Daneben steht eine lange Bank und ein uriger Holztisch. Wir setzen uns und bekommen zuerst einen wunderbaren trockenen Weißwein serviert. „Ypsilon vorn“ heißt die Schweizer Marke, also „Yvorn“ und er mundet vorzüglich. Dann wird der Inhalt des Topfes vom Chefhüttenwart ständig gerührt. Wir bekommen lange, ausziehbare Metallspieße in die Hand gedrückt.
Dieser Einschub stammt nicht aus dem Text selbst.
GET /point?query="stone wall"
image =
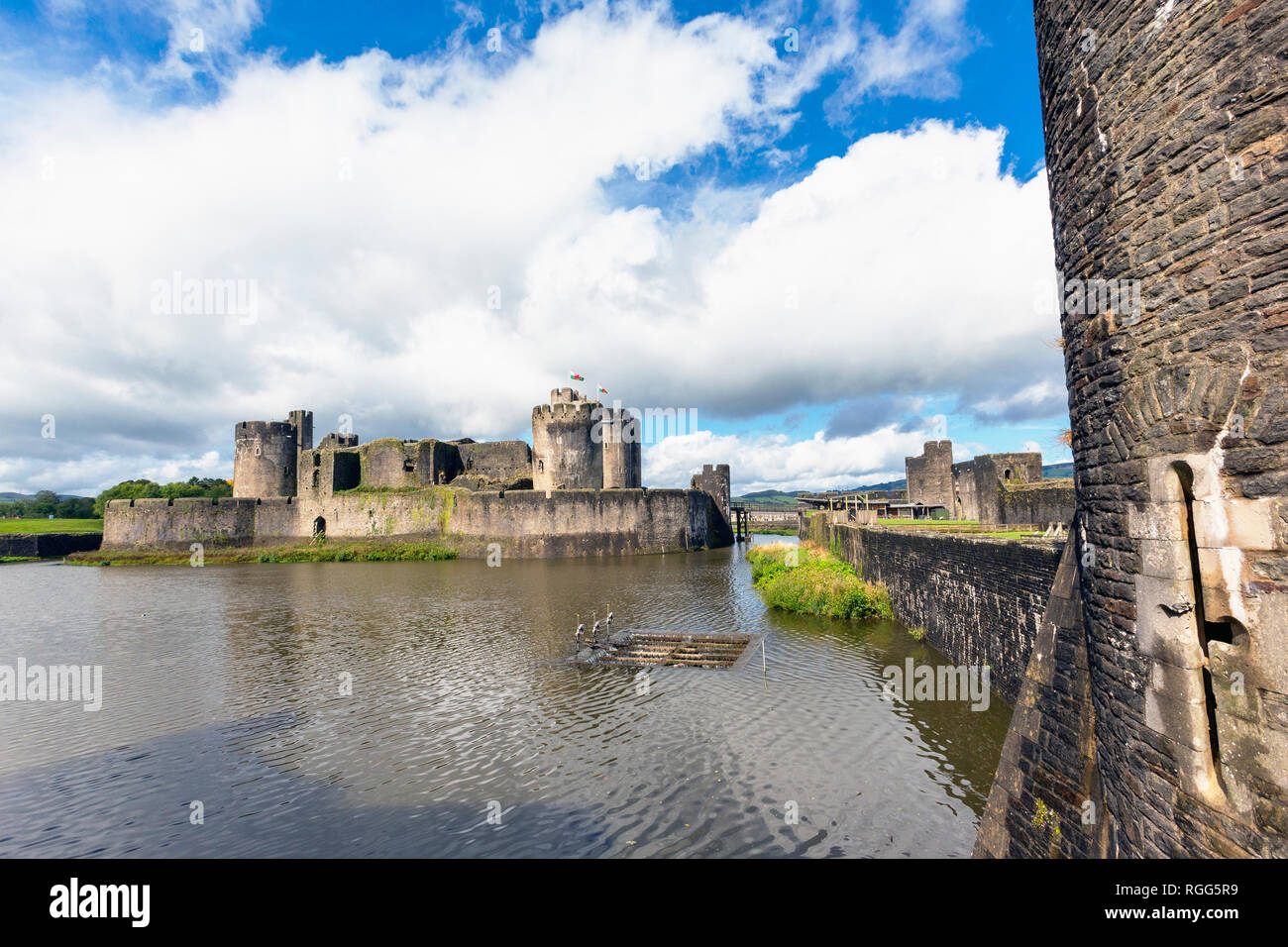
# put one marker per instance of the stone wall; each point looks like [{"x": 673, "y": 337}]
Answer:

Dann beginnt die „Schlacht am Käsebuffet.“ In mehreren Schüsseln befindet sich in Würfeln geschnittenes Brot in mehreren Variationen.
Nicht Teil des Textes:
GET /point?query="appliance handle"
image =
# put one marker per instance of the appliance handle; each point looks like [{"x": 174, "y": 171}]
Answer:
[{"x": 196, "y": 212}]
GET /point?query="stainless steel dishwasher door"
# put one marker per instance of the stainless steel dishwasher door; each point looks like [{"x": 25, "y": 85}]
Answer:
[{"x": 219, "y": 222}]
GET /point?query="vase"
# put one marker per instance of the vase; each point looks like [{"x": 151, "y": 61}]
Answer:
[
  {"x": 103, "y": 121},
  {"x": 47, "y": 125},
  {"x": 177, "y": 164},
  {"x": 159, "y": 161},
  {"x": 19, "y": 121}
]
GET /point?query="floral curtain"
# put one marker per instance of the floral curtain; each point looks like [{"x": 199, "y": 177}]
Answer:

Auch Fleischwurstscheiben, Pellkartoffeln und Ananasstücke liegen zur Auswahl. Jeder spießt sich etwas an und steckt die vordere Spitze im Stehen um das lodernde Feuer herum in den siedenden Topf mit der flüssig gewordenen weißen, wohlriechenden Masse. Käsefondue auf Schweizerisch nennt man dieses Festessen und wir essen und essen und essen. Wir können gar nicht mehr aufhören, so gut schmeckt es. Aber der Regen, der nun hernieder prasselt, zwingt uns wenig später in die Hütte. Sehr heimelig und gemütlich sieht es darin aus. Sabrinas Mutter hat mehrere Hefezöpfe vorbereitet, die sie zwischendurch in den Ofen schiebt. Das riecht vielleicht gut! Einen Halben vom Vormittag, der draußen im Backofen gebacken wurde bekommen wir als Wegzehrung mit. Spät am Abend wird uns noch ein Spezialkaffee angeboten. Kaffe mit Amaretto und Sahnehaube. Die Unterhaltung läuft flüssig, sofern Deutsch gesprochen wird. Es gibt viel zu lachen. Die beiden „Alten“ vom Berg haben sehr viel Humor und wir kommen gut miteinander klar. Wir verstehen uns. Dann geht’s in der Nacht wieder abwärts bei strömendem Regen. Immer wieder leuchten schwache Lichter aus dem Tal nach oben und man merkt, dass man immer noch hoch oben in den Bergen ist. Immerhin über 1300 Meter. Andreas setzt uns am Campingplatz ab. Dieser Erlebnisabend war solch ein Wunderschöner für uns Flachländer, dass wir in Jahren noch davon erzählen werden. Danke, Andreas und Sabrina und ihr Hüttenwirte für diese anregenden Stunden! Es war fantastisch!!!